Festive Frazz!
Celebrate Christmas with new poetry and flash fiction
Festive greetings from the Frazz team! Tomorrow is Christmas Day, and we’re celebrating here at Frazz HQ with brand new poetry and seasonal flash.
Happy Christmas to you all!
Chrismas Angel Chimes: a triolet
by Emily Cullen
Trilling in the middle of the table, four candles set brass angels spinning on invisible wisps. Top cherub, blowing his bugle, nearly topples, tilts, trilling in the middle of the table. Four candles flicker as the year turns its axle to precarious sentinels that herald our innocence ephemeral. Trilling in the middle of the table, four candles set brass angels spinning on invisible wisps.
It’s a shame what we’ve done to Chrismas
by Jennifer McMahon
Christmas Eve and the traffic is mental, even the pedestrians are jamming up, and that wee bollocks of a Santa outside the Centra store is going to get one hell of a beating if he doesn’t stop clattering his bell. I’ve no choice but to be out here, because Penny will die if she doesn’t get the new AI-powered gender conforming non-non-binary speaking squeaking walking squawking fully functional fashionable Fantastic Fionnuala doll for Christmas.
My phone buzzes, a voice clip from Tommy. ‘Any luck?’
I call him back. ‘Are you joking?’
‘How d’you mean?’
‘It’s a warzone out here. I’ve tried the shopping centre, three toy stores, now I’m on Main Street, trying to get to the carpark so I can...’ A tear springs free, unwanted, unasked for. Fantastic Fionnuala doesn’t cry. Not one of her pre-installed features. ‘Does she really have to have it?’
‘Really, and all I can say is fair dues to you for trying.’
‘What are you up to?’
‘Oh, I’m on my second G&T. Well, best of luck.’
Santa is seriously lucky not to have an iPhone bounced off his noggin.
The lights turn green, and the traffic doesn’t budge. A delivery lorry, double-parked outside one of the ten pubs on this street, has blocked our progress. The driver behind me blows his horn, then the one in front. I’m tempted… but no. Funny, though; if I close my eyes, it kind of sounds like sleigh bells in the snow.

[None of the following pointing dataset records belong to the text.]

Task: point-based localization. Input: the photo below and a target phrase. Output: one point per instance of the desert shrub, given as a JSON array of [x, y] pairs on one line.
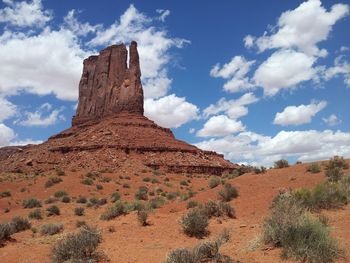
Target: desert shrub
[[35, 214], [52, 181], [207, 251], [300, 236], [20, 224], [79, 247], [214, 182], [51, 229], [117, 209], [60, 193], [5, 194], [142, 193], [79, 211], [142, 216], [6, 230], [156, 202], [334, 174], [115, 197], [146, 179], [31, 203], [52, 210], [171, 196], [65, 199], [192, 204], [87, 181], [314, 168], [81, 200], [228, 192], [281, 164], [183, 183], [218, 209], [195, 223]]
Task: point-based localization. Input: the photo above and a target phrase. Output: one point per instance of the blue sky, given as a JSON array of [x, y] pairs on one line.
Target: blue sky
[[255, 80]]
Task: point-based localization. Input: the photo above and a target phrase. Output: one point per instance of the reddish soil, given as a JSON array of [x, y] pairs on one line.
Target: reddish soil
[[132, 242]]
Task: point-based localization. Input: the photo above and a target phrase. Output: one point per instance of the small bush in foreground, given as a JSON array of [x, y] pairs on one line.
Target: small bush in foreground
[[281, 164], [52, 210], [51, 229], [79, 247], [114, 211], [79, 211], [207, 251], [20, 224], [35, 214], [31, 203], [301, 236], [314, 168], [52, 181], [214, 182], [228, 192], [195, 223]]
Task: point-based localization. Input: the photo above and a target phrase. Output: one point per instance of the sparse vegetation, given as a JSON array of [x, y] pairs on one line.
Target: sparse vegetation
[[195, 223], [79, 247], [31, 203], [52, 181], [79, 211], [228, 193], [51, 229], [300, 235], [314, 168], [214, 182], [281, 164], [52, 210], [35, 214], [117, 209]]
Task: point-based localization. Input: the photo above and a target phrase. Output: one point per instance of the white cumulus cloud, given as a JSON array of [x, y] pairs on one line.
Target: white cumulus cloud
[[297, 115], [220, 125], [170, 111]]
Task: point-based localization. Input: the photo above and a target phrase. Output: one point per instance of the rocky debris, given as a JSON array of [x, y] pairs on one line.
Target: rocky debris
[[109, 128], [108, 86]]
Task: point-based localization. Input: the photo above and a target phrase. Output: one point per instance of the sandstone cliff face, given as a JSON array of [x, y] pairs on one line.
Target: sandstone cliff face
[[108, 86]]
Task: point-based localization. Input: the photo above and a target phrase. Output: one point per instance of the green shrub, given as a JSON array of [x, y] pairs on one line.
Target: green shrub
[[60, 193], [281, 164], [156, 202], [79, 211], [52, 210], [314, 168], [35, 214], [79, 247], [20, 224], [228, 193], [65, 199], [195, 223], [4, 194], [300, 236], [115, 197], [87, 181], [31, 203], [219, 209], [142, 193], [214, 182], [81, 200], [52, 181], [142, 216], [117, 209], [192, 204], [51, 229]]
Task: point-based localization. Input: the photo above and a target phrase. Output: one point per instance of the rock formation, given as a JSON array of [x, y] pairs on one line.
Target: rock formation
[[109, 128], [108, 86]]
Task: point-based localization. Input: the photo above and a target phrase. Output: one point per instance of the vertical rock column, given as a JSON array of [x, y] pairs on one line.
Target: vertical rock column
[[108, 86]]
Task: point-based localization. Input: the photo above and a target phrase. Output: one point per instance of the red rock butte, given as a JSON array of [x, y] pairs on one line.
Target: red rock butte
[[109, 129]]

My thoughts drift… to Christmas Eve morning, some thirty years ago plus change. Harder times, harder days. Mam was up early to light the fire, Dad was coming in after doing the milking, and I was bawling because Mam had just told me that Santa was going through an unspecified personal crisis, and the new doll I was getting wasn’t going to be the one I wanted. Dad walked into the middle of things, looked at his wife and daughter, and burst out laughing.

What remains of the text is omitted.